Er is nog nooit zo’n ploegje, in Kloosterhaar geweest.
Dat waren venerotten, die vierden altijd feest.
’s Morgens klokslag 7 uren ving voor ons de tijd van de arbeid weer aan.
’s Avonds na de lange dagtaak, dan konden wij weer huiswaarts gaan.
Eén twee wie gaat er met ons mee, één twee wie gaat er met ons mee, naar ’t veen, naar ’t veen, naar ’t veen.

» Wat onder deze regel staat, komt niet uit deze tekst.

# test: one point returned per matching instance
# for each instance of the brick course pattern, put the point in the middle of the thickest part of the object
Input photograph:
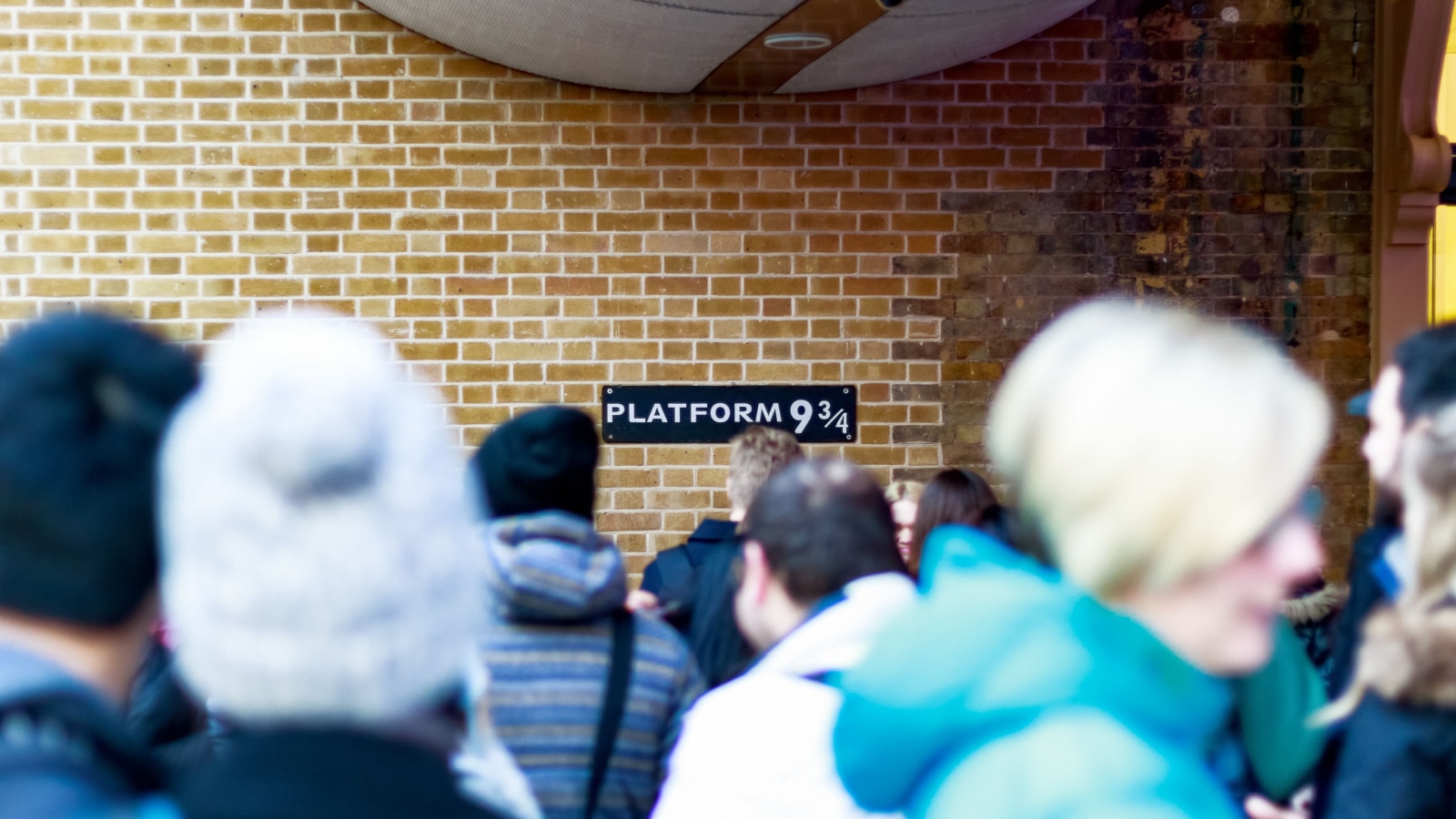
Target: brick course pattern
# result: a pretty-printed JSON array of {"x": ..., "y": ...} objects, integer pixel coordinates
[{"x": 193, "y": 162}]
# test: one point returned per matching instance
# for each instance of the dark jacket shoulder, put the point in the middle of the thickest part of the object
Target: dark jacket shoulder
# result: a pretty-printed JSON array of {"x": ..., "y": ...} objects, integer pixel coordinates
[
  {"x": 324, "y": 774},
  {"x": 63, "y": 749},
  {"x": 1397, "y": 760},
  {"x": 673, "y": 573},
  {"x": 1398, "y": 756},
  {"x": 1365, "y": 596}
]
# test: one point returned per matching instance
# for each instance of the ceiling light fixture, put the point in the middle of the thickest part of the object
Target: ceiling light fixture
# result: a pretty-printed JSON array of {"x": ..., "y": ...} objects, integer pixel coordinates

Ja, de venerotten waren wij.
Wij hadden een heel fijn ploegje, o als u dat eens wist,
want iedere keer in ’t schaftuur, hoorde je een humorist.
In de keet daar werd gezongen.
Het venerottenlied dat was altijd nummer één.
Het lachen kon je heel ver horen, vele kilometers over ’t veen.
Eén twee wie gaat er met ons mee, één twee wie gaat er met ons mee, naar ’t veen, naar ’t veen, naar ’t veen.
Ja, de venerotten waren wij.
Waren wij eens aan ’t sukkelen, of was een van ons er niet.
Het machinetje dat kon niet draaien en dat gaf ons veel verdriet.
Toch ging men weer liedjes zingen, men lachte met z’n allen door de vele tranen heen.
Wie niet vrolijk was die moest naar huis toe gaan, want treuren mocht er hier geen een.
Eén twee wie gaat er met ons mee, één twee wie gaat er met ons mee, naar ’t veen, naar ’t veen, naar ’t veen.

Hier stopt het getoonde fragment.